聞いたことがあった。というより、見たことがあった。
如月が地上人から譲り受けたという画集の中にその植物は載っていた。
画集の中、風に吹き切られ、それは空に舞っていた。真っ赤な色を水色に透ける空に刻み、自由に、しかしどこか寂し気に漂うその紅を、とても美しいと思ったことを覚えている。
黒と白の色彩に沈んだ彼には似つかわしくないくっきりとした赤。
しかし、どうしてだろう。似つかわしくないと思うのに、これほどに彼らしいと思う名前もないとも思ってしまう。

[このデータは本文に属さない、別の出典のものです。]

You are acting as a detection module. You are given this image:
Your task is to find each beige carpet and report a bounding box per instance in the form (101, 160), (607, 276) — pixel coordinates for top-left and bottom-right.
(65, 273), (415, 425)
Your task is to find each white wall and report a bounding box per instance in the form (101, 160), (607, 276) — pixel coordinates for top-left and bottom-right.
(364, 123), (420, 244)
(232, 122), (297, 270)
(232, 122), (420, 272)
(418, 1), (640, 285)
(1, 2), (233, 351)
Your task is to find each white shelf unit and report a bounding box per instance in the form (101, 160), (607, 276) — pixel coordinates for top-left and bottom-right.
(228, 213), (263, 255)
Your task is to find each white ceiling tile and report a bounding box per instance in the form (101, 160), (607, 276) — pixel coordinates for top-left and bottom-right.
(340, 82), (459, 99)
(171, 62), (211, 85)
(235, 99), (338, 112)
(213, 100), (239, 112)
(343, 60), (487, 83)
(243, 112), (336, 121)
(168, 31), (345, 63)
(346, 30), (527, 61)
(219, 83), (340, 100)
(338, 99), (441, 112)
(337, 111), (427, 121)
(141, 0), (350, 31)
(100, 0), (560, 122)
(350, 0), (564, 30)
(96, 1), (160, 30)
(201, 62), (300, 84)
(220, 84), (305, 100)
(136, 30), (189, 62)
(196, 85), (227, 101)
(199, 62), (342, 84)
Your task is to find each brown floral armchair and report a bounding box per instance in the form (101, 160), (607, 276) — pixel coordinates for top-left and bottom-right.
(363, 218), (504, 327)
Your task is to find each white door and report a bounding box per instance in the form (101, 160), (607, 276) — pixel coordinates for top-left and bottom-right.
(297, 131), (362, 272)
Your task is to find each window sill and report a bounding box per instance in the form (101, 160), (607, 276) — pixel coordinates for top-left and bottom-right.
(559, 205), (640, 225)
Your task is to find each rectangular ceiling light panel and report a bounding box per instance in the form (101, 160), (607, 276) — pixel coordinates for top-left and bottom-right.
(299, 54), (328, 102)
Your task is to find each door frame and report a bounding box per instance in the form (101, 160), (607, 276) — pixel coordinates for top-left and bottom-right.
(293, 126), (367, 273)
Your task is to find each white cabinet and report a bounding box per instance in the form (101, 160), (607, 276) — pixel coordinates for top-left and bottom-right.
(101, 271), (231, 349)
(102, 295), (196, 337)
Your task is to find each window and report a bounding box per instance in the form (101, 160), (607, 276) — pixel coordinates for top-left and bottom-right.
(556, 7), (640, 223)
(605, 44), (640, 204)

…………自分でもときどき自分が怖くなるときがあるから、仕方ない。
目を伏せやるせなく微笑む彼の顔が目の前を過る。
闇人というものは、穢れた一族だと聞いていた。その名を口にするだけで穢れると。
自分たちの仇であり、禍々しさに濡れた黒い悪魔だと。
確かに、彼には闇に沈んだ部分もある。闇人たるなにかを感じもする。それは陽向とはまるで相いれない黒く淀んだものだ。
しかし、それだけではないなにかが彼にはある。
…………どれだけ触っても僕は壊れない。だから大丈夫。
耳に蘇る声に陽向はふっと息を止める。
相容れないはずの相手、憎むべき仇敵であるはずなのに。
今、その声にどうしようもなく癒されている自分がいることに陽向は気づいていた。